The Fleetwood Mac album Stevie Nicks can’t stand: “The tour was very hard for me”

By the 2000s, Fleetwood Mac was basically done. Lindsey Buckingham hadn’t been in the group for a while, and with Stevie Nicks departing after Behind the Mask, Time was the result of one of rock’s longest-lasting bands seemingly going out with a sad whimper instead of a bang.

The classic lineup did have one more ace up their sleeve, though, but Stevie Nicks wasn’t all that satisfied going through Say You Will.

The album arrived carrying enormous expectations. It marked the first studio project from the band’s most famous lineup in years, giving listeners hope that Fleetwood Mac still had one final creative statement left to make.

Granted, it was going to take a miracle to get Nicks and Buckingham into the same room before they even thought about recording. Their physical fight was half the reason why the classic lineup didn’t work anymore, and if he hadn’t maintained some level of control, chances are everything would have been called off.

So, instead of thinking of it as a Fleetwood Mac album, Buckingham had most of the tunes squared away for what would become one of his solo records. Once producer Rob Cavallo got his hands on the tapes, he knew that this had the makings of a proper ‘Mac’ project, especially since he was recording a new version of ‘Bleed to Love Her’ that had turned up on their live album, The Dance

Stevie Nicks - 2014
Credit: Far Out / YouTube Still

Although there is a respectable comeback album somewhere in Say You Will, fans will have to go digging in there to find it. Despite being solid from top to bottom, its only crime is that it’s far too long, which might have been down to every member getting an equal billing on the final product.

Even Nicks was less than thrilled with the results, saying, “I didn’t like it all. I didn’t like making it; I didn’t like the songs, so the tour was very hard for me.” Then again, that might have been because a huge piece of the puzzle was missing from the road.

As opposed to every tour since the 1970s, this would be the first without Christine McVie on keyboards, which led to a huge hole in the setlist whenever the group played. It also probably didn’t help that Buckingham was getting fairly on the nose with some of his song choices at every show, including adding a song entitled ‘Come’ that Nicks wouldn’t even join him onstage for.

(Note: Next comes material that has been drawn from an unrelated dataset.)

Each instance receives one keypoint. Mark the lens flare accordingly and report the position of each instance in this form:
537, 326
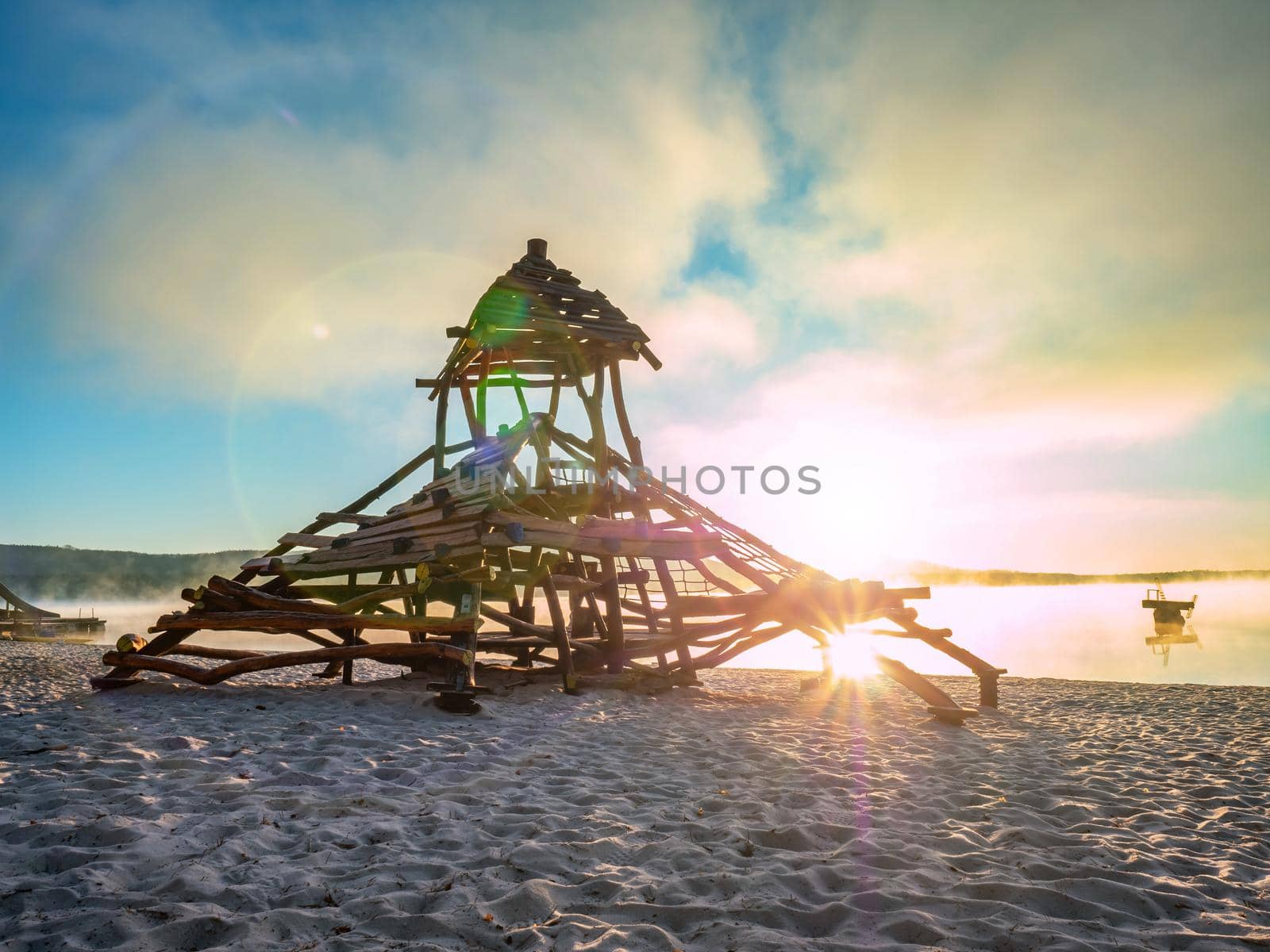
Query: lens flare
852, 658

That kind of dissonance is also present on the record. Though Buckingham and Nicks’s songs work great on their own, seeing them next to each other and often back-to-back on the same album tends to feel a little disorienting, as if they made two separate records and decided to smush them together rather than cut the fat off the final cut.

The result is an album that contains plenty of strong material but struggles to establish a unified identity. Rather than sounding like a fully collaborative effort, it often resembles parallel solo projects sharing the same cover artwork.

Given the animosity that was still ongoing in the group, Nicks eventually figured that the group was better off without Buckingham, electing to let him go in the 2010s after one too many dramatic altercations. There’s a good chance that the former couple will be forever entwined in rock and roll history, but Say You Will was the last straw for Nicks in terms of trying to compromise with her old flame. 

Despite its flaws, Say You Will remains a fascinating final chapter in the Buckingham-Nicks story. The album captures two gifted songwriters attempting to coexist creatively despite decades of unresolved history, making it as much a document of their relationship as it is a Fleetwood Mac record.